How should I handle the problem of people entering others' e-mail addresses without annoying them with "verification" e-mails?

Question

I have forms on my in-development website which require the person to enter an e-mail address.

I don't want to have to send them a "verification" e-mail with a URL containing a code, or instructions such as "please reply to this e-mail to verify that you sent it". This is extremely likely to cause problems such as them not receiving it, or not seeing it, or forgetting about it, or don't want to click on URLs for whatever reason. I know that it's "best practice" according to numerous online guides for e-mail, but in reality, it's a major chore for everyone involved.

And having a text such as:

If you wish, you can click this link to verify that you sent this: blablabla

feels pointless since most will not bother unless they have to.

If somebody enters a nasty message into the form and states their enemy's e-mail address, my system will therefore assume that the person owning that e-mail address submitted the form, and perhaps I will add him to my "blackhole list" without considering that it may not be them. And then, when they later actually want to use the service, they can't, because I added them to my list of e-mail addresses to silently ignore, because some entirely different person "framed" them.
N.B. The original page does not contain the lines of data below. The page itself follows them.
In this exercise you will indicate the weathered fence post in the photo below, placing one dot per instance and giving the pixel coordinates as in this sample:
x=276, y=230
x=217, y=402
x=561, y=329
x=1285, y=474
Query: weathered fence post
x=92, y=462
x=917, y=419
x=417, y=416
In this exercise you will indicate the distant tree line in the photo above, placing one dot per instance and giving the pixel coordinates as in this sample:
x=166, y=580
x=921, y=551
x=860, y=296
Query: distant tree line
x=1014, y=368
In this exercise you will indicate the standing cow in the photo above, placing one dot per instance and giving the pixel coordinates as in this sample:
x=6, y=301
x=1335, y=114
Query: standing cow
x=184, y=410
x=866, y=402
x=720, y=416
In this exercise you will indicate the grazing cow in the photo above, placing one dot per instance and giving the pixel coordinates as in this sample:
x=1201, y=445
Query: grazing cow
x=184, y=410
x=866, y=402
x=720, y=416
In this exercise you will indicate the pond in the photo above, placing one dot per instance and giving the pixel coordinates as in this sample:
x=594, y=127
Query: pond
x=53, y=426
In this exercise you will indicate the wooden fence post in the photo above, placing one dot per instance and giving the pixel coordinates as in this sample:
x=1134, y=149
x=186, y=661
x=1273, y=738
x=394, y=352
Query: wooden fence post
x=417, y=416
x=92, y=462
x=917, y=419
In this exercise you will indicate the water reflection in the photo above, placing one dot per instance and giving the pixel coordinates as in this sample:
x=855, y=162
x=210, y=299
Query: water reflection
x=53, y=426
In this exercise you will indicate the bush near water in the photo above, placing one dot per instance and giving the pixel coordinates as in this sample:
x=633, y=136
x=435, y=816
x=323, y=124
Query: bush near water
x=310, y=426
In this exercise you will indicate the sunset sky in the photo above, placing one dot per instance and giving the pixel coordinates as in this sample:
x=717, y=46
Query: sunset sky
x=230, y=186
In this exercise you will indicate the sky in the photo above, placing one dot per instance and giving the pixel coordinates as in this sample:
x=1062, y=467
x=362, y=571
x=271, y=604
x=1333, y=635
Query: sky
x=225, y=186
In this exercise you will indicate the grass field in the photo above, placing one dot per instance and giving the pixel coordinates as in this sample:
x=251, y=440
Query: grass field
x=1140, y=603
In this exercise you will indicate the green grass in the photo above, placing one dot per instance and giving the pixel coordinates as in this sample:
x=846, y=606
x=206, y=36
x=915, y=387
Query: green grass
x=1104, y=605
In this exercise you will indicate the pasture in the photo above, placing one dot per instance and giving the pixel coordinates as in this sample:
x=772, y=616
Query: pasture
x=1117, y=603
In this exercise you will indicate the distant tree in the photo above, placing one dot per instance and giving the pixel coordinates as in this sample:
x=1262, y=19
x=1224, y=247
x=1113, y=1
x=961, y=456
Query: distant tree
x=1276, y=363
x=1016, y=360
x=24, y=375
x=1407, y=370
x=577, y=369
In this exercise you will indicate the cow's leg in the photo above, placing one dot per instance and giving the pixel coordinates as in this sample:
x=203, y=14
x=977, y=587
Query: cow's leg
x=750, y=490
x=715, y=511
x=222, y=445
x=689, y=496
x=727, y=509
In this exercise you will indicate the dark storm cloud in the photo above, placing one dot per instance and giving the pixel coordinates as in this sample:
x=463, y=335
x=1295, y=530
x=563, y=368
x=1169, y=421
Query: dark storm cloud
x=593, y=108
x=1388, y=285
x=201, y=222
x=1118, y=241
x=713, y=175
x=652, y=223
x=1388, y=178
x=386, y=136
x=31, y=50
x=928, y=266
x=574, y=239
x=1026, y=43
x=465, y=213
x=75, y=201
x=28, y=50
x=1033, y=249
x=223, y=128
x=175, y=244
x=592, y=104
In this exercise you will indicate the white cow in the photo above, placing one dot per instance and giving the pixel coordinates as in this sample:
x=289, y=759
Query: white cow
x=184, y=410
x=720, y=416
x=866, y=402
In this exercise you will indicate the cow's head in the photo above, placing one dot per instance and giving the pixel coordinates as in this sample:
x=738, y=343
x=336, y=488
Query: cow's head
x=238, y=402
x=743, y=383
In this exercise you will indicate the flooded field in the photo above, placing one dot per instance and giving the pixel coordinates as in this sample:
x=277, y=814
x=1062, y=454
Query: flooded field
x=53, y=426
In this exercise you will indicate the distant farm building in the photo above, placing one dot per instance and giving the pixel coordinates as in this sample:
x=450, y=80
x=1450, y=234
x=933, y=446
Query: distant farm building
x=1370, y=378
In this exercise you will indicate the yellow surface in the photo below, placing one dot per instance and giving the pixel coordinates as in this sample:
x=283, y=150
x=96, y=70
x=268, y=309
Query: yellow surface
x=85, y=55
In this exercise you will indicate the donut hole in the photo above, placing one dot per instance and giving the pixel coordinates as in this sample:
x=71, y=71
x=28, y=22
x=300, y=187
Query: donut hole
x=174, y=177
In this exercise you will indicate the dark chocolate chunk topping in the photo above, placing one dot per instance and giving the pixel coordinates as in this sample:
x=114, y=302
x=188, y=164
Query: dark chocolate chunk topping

Maybe this doesn't happen often in practice, but I've had it happen to me personally, so I know that it does happen, at least sometimes. I've received angry e-mails from people replying to me after somebody wrote something mean and used my e-mail address.

Answer 1

At its root, this is a problem about verifying ownership of an email address, and as far as I know there are only two ways to practically verify ownership of an email address:

1. Send a verification email, as you mentioned.

2. Complete an authentication flow with the email provider, OAuth-style.

Option 2 works great if your user has an email provider that supports 3rd-party auth, such as Gmail/Google. But the only solution guaranteed compatible with most email providers is 1.

In essence, the answer to your question:

How should I handle the problem of people entering others' e-mail addresses without annoying them with “verification” e-mails?

Is that it is impossible in such a way that is fully compatible across all email providers. There is no practical way to verify that someone owns a specific email address besides sending a verification email.

Answer 2

There is not much you can do to avoid verification mails (in case you actually need to store and verify mails at all, of course): if you display it to users or sent mails to that address, you better make sure the owner has consented.

Besides verifying the email, it also somewhat is used to verify idendity (when more intrusive methods like Government eID, postal challenge, video proof or SMS are not acceptable).

Like mentioned in other answers (and For a particular nerdy audience) you can use OIC/OAUTH or similar social login providers - login with Facebook, GitHub, Google, Live.com, or Apple ID... This has the advantage that it usually also gives you a verified email address.

However, if you need to stick to the ubiquitous email, when you verify them, at least make sure to minimize the annoyance and compliance risks:

• rate limit the mails by receiver and web client ip
• optionally lower the chances for automated submissions with captchas (maybe coupled to „this ip range tried more than one access per hour“)
• make sure to make the verification mails short and unobtrusive, especially refrain from any advertising or passing along user controlled text (there are some google form invitations which sent you the survey title as spam)
• make sure the verification emails correctly identify your business (reason: besides the general courtesy to identify your business it is also a good idea to not send messages which allow „annoyed“ receivers to sue you on the grounds of formalities like missing business identification and tax number) and have a contact information for a human responder (so they can ask you if harassed via your service)
• make it clear that it is safe to ignored the challenge, but also provide a opt-out link so people can block their Email from beeing challenged (for 6 month or so)
• deny link in the email is actually safer than accepting a „deny me“ form on your web site since only the (annoyed) recipient can use it
• this is also EU GDPR relevant, so make sure to log all transactions around opt-in for proofing due diligence (and make sure to expire those records and not keep the ip addresses indefinite)
• you might want to maintain a deny list for high profile addresses and domains like whitehouse.gov (but this is a losing battle)

BTW some of those points are especially relevant for markets like Germany and EU where lots of legal battles happening around spam, unsolicited mails, data protection and business formalities. You did not specify which area you target, but in a global village it is not a bad idea to target the strictest regulatory framework.